Para que se constitua qualquer das hipóteses de responsabilidade pré-contratual, é necessária a verificação de três elementos fundamentais: a) o dano; b) a falta; e c) o nexo de causalidade entre a falta e o dano.

O dano refere-se, substancialmente, ao interesse contratual negativo. Nesse interesse englobam-se:

“(i) despesas vinculadas à negociação, ou seja, que foram efetuadas somente em virtude da intenção da conclusão do contrato;

(ii) dano resultante da perda de razoável oportunidade, que poderia ter decorrido de outra negociação capaz de conduzir à celebração do contrato;

(iii) dano moral à reputação comercial ou industrial;

(iv) dano produzido pela violação de segredo de comércio ou indústria, que tenha sido revelado durante a negociação.”

A falta, de acordo com os princípios Unidroit, constitui a infração ao dever de boa-fé pré-contratual prevista em seu artigo 2.15.1. Todavia, para definir com maior precisão o conteúdo desse princípio, faz-se necessário recorrer à jurisprudência arbitral, bem como alguns julgados domésticos.

De acordo com a decisão arbitral 2.291 de 1975, proferida em Bruxelas, devem reger os contratos comerciais, a título de boa-fé:

“1. a colaboração leal, total e constante entre as partes;

2. a obrigação de as partes não se prejudicarem mutuamente;

3. o dever de diligência normal, útil e razoável na salvaguarda dos bens e interesses das partes;

4. a presunção de competência profissional;

5. o dever de minimizar as perdas próprias e dos outros contratantes”.

Além dessa decisão, deve-se salientar a de nº 2.508 de 1976, proferida em Glenebra, que, além de reiterar as provisões da decisão 2.291/75, ainda estabelece, sempre a título de boa-fé:

“1. o dever de abstenção de toda e qualquer conduta, proposição ou proposta manifestadamente inaceitável, capaz de conduzir ao fracasso das negociações, e

2. o dever de não realização de propostas insensatas e de não recusa de propostas razoáveis.

Relevante, ainda, a decisão da Câmara de Comércio Internacional de Paris de nº 4.381 de 1986, segundo a qual as partes possuem a obrigação de informar acerca das particularidades de normas em vigor em seus respectivos ordenamentos jurídicos domésticos que possam incidir sobre o contrato a ser celebrado.

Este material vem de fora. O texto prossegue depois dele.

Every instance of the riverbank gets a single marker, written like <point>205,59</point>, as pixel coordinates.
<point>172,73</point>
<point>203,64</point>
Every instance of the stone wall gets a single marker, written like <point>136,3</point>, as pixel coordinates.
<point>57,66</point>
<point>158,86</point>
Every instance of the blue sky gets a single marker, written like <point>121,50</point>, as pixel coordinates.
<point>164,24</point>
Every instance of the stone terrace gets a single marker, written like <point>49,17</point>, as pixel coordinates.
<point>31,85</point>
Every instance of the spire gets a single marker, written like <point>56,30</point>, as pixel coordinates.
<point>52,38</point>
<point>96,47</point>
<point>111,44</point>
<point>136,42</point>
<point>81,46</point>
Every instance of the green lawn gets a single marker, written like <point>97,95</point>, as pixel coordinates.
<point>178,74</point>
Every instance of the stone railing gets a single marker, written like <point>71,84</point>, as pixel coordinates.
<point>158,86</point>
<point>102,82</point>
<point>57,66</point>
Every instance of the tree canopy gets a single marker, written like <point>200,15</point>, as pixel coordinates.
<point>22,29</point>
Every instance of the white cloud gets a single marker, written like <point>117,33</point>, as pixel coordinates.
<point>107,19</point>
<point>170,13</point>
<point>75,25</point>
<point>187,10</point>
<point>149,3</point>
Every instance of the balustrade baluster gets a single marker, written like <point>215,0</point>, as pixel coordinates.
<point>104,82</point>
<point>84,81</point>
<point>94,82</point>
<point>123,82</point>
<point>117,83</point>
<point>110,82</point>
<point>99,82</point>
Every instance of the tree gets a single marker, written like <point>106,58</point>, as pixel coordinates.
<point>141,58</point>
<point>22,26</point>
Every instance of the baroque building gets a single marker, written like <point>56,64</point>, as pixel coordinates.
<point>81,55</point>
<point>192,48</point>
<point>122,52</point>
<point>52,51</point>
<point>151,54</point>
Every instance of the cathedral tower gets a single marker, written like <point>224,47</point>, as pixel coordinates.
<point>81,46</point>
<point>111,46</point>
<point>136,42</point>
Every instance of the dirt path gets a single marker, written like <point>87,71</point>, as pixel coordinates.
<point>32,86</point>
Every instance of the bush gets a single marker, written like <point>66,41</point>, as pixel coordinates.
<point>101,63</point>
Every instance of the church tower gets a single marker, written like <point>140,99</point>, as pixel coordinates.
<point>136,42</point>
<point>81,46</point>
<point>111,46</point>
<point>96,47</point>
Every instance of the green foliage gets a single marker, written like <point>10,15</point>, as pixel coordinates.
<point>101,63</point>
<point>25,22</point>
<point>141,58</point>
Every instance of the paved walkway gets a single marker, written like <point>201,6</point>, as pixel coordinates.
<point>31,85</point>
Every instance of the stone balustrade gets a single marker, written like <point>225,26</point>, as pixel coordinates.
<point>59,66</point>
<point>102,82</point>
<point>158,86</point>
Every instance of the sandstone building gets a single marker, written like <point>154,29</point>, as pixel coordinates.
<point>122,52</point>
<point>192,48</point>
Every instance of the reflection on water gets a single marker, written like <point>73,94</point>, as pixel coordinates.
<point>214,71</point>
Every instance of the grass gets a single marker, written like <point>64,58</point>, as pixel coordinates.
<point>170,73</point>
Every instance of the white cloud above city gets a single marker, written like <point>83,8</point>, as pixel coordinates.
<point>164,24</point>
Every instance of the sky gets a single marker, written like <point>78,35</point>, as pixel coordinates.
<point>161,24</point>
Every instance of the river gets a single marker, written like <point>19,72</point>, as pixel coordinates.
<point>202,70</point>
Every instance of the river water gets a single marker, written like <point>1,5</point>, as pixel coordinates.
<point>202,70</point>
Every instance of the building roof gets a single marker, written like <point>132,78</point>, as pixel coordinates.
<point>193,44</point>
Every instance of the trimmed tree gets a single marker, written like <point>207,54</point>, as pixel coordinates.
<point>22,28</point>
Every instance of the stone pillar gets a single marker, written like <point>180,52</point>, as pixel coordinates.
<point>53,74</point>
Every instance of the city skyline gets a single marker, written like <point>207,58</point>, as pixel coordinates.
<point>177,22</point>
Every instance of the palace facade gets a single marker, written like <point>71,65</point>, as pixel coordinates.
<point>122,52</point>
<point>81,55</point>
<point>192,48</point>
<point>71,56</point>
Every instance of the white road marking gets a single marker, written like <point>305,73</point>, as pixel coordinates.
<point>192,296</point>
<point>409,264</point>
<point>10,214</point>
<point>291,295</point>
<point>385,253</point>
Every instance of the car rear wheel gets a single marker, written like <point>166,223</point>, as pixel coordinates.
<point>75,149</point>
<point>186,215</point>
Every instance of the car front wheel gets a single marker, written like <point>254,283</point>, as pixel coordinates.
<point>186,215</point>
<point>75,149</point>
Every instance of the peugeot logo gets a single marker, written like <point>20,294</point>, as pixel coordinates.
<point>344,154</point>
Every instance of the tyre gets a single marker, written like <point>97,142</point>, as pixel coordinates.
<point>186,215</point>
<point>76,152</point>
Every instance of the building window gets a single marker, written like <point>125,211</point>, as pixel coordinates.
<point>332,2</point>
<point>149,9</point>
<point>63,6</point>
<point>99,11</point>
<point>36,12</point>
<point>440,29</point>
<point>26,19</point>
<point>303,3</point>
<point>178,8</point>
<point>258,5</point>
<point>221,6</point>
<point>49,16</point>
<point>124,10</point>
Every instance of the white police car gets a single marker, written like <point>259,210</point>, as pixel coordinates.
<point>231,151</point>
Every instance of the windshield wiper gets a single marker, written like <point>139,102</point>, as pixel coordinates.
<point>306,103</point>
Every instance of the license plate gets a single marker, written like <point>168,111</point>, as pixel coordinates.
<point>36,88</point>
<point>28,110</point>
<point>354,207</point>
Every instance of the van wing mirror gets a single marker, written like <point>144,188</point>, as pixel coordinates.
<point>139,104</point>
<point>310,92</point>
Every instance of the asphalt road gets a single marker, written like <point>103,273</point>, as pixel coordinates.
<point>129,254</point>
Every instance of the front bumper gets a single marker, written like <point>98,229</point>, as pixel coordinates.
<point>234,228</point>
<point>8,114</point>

Interessante, ainda, a decisão do Tribunal de Roma sobre o conteúdo do artigo 1.337 do código civil italiano, que veio a reconhecer dois princípios, segundo os quais:

“1. não é lícito criar no parceiro comercial, por leviandade ou por dolo, uma razoável confiança sobre a conclusão do contrato, e

2. o princípio da correção de conduta sinônimo de boa-fé deve ser entendido em sentido objetivo, o que significa que a responsabilidade pré-contratual pode configurar-se independentemente da intenção do infrator.”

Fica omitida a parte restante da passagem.